The OOD results are more nuanced, as expected for cross-dataset and cross-lingual affective reasoning. The base model can remain strong on some OOD columns, indicating that post-training may trade generality for task alignment. Among post-training methods, however, OmniOPSD preserves robustness more reliably. For the 3B model, it is the strongest post-training method on both MC-EIU variants and on MAFW Emotion-SL. For the 7B model, it is the strongest post-training method on MC-EIU Intent-ZH and both MAFW settings. This pattern supports the on-policy component of OmniOPSD: training on the student’s own rollouts reduces the over-specialization often introduced by supervised fine-tuning, while the rationale-privileged teacher supplies denser feedback than outcome-only rewards.

#### Effect of privileged evidence context.

Table[3](https://arxiv.org/html/2606.15920#S4.T3 "Table 3 ‣ 4.3 Ablation and Training Analysis ‣ 4 Experiments ‣ OmniOPSD: Rationale-Privileged On-Policy Self-Distillation for Affective Computing") isolates the role of CoT-style evidence context. Adding the same generated context to GRPO yields only a negligible gain on MELD and decreases performance on MIntRec 2.0 and IEMOCAP. In contrast, adding CoT-style context to OPSD improves all three datasets, with relative gains of 2.19\%, 1.75\%, and 5.94\%. This distinction is central to OmniOPSD. Generated rationales are never used as a target for the student to imitate. They help most as the privileged context that conditions the local teacher scoring the student-generated tokens.

#### Training dynamics.

Figure[1](https://arxiv.org/html/2606.15920#S4.F1 "Figure 1 ‣ 4.3 Ablation and Training Analysis ‣ 4 Experiments ‣ OmniOPSD: Rationale-Privileged On-Policy Self-Distillation for Affective Computing") compares GRPO and OmniOPSD during training on Qwen2.5-Omni-3B. OmniOPSD drives both the answer-accuracy reward and the format reward up faster and to higher values, showing that dense teacher-side guidance points the optimization in a more effective direction than outcome-only rewards. Its completion length grows and then stabilizes rather than shrinking, so the model preserves its reasoning behavior instead of degenerating into short, shallow answers. Together, these curves match the intended role of rationale-privileged on-policy self-distillation, which provides dense evidence-aware teacher guidance on the student’s own rollouts.

## 5 Conclusion

We presented OmniOPSD, a rationale-privileged on-policy self-distillation framework for multimodal affective computing. Instead of treating frontier-generated rationales as gold CoT targets, OmniOPSD uses them only as teacher-side privileged evidence, allowing a local teacher to provide dense token-level guidance on student-generated trajectories from the original multimodal prompt.
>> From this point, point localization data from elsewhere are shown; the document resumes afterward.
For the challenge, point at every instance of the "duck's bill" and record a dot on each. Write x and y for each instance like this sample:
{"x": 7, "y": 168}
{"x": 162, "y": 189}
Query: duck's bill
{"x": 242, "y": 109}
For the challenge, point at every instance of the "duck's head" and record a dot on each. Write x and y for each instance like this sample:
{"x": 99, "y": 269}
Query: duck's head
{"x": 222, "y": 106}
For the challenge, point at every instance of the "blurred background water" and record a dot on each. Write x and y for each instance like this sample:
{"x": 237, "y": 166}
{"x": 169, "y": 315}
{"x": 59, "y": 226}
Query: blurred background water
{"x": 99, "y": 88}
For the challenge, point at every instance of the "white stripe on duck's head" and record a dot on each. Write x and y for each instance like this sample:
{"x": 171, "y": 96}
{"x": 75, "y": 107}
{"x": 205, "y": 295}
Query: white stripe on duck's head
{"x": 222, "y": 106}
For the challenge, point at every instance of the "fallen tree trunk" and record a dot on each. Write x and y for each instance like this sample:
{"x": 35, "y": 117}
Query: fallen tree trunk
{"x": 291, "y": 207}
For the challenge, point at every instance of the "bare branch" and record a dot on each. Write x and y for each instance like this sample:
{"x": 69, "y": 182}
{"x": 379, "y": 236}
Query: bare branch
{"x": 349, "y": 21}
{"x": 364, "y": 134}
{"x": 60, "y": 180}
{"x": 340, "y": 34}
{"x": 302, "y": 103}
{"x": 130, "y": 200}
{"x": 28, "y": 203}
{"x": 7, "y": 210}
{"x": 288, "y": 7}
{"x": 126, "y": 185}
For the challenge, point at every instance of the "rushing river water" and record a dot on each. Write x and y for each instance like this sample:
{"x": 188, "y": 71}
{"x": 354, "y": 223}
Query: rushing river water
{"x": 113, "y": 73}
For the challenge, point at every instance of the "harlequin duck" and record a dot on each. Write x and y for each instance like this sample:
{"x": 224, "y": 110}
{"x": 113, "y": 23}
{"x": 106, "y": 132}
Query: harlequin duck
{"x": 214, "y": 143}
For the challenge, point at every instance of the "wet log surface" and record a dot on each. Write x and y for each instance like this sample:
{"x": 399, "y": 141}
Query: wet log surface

This design separates evidence acquisition from policy learning, avoiding frontier-model logits, cross-tokenizer distillation, online large-teacher inference, and inference-time access to labels or rationales. Experiments on MER-UniBench and ablation studies show that this strategy improves multimodal affective reasoning over supervised fine-tuning and outcome-reward RL baselines, especially in label-grounded human-centered tasks. Future work will study how rationale-privileged self-distillation can support stronger self-improvement, including iterative teacher refinement, adaptive privileged-context selection, and more reliable internal feedback for continual multimodal reasoning.